In other words, the going concern concept assumes that a business will be able to meet its financial obligations, pay its debts, and operate normally for the foreseeable future.

 

This is an essential concept for companies, investors, and lenders alike, as it can affect financial reporting, decision-making, and the long-term success and sustainability of the business.

The Going Concern Concept of Accounting

The Going Concern Assumption in Financial Reporting

The going concern assumption is a fundamental concept when companies report their financial results in their financial statements.

 

This assumption affects how financial statements are prepared and presented, as it assumes that the business will be able to continue functioning and performing as expected.

 

If a business is not considered a going concern, it must use a different set of accounting principles, which can lead to adjustments in the financial statements.

 

For example, if a business is no longer expected to operate for the next year and cannot be considered a going concern, it must prepare its financial statements differently.

 

Instead of assuming that the business will keep operating, the financial statements will need to reflect the value of the business’s assets if they were sold off, which is called their liquidation value.

 

For example, let’s say a company that manufactures skateboards is struggling to stay in business, and is expected to shut down within the next few months.

 

If the company was a going concern, they would report the value of their skateboards based on what they could sell for over the next year.

 

However, since it’s not a going concern, it must report the value of their skateboards based on what they could sell for immediately.

 

The reason for this is if the company is not able to continue operating, they must liquidate their assets to pay their debts and return money to their investors.

 

Reporting the liquidation value of assets can significantly impact the financial statements of a company that is not a going concern.

 

This is because the value of the assets may be lower if they are sold quickly rather than over time, as they would be if the company was expected to continue operating.

 

This can make the company’s financial position look worse and can affect its ability to attract investors or secure loans.

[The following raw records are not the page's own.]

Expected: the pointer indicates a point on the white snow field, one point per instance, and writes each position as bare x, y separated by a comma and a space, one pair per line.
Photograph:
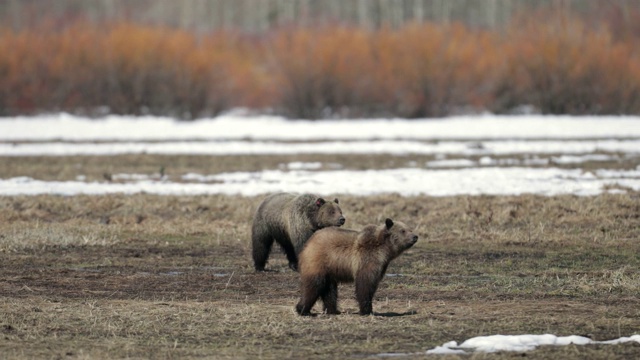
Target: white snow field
494, 155
544, 154
520, 343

Evaluating a Company's Going Concern Status

Assessing a company’s going concern status involves looking at several factors to determine whether it is likely to continue operating in the near future.

 

Some of the key factors include:

Financial Performance

This refers to how well the company is performing financially, such as its profitability and revenue growth. If a company is consistently losing money or failing to generate enough revenue to cover its expenses, it may struggle to continue operating in the long term.

Cash Flow

Cash flow is the amount of cash that comes in and goes out of the company. If a company is experiencing negative cash flow, meaning it is spending more than it is earning, it may struggle to pay its bills and meet its financial obligations in the near future.

Liquidity

Liquidity refers to the company’s ability to convert its assets into cash quickly, without incurring significant losses. If a company has poor liquidity, it may struggle to pay its bills or obtain financing when it needs it.

Ability to Obtain Financing or Access Capital Markets

If a company is unable to obtain financing from banks or investors, it may struggle to continue operating. Similarly, if a company is unable to access capital markets to issue debt or equity, it may have difficulty raising the funds it needs to operate.

 

One of the main indicators of potential going concern issues is a company’s inability to meet its financial obligations when they become due.

 

This could include missed loan payments, unpaid bills, or an inability to pay employee salaries.

 

If a company’s going concern status is in doubt, it’s important for them to take action to address the fundamental issues.

 

This could involve developing a plan to improve cash flow, renegotiating debt or lease agreements, or seeking additional financing.

 

In some drastic cases, it may be necessary to consider restructuring or selling the business.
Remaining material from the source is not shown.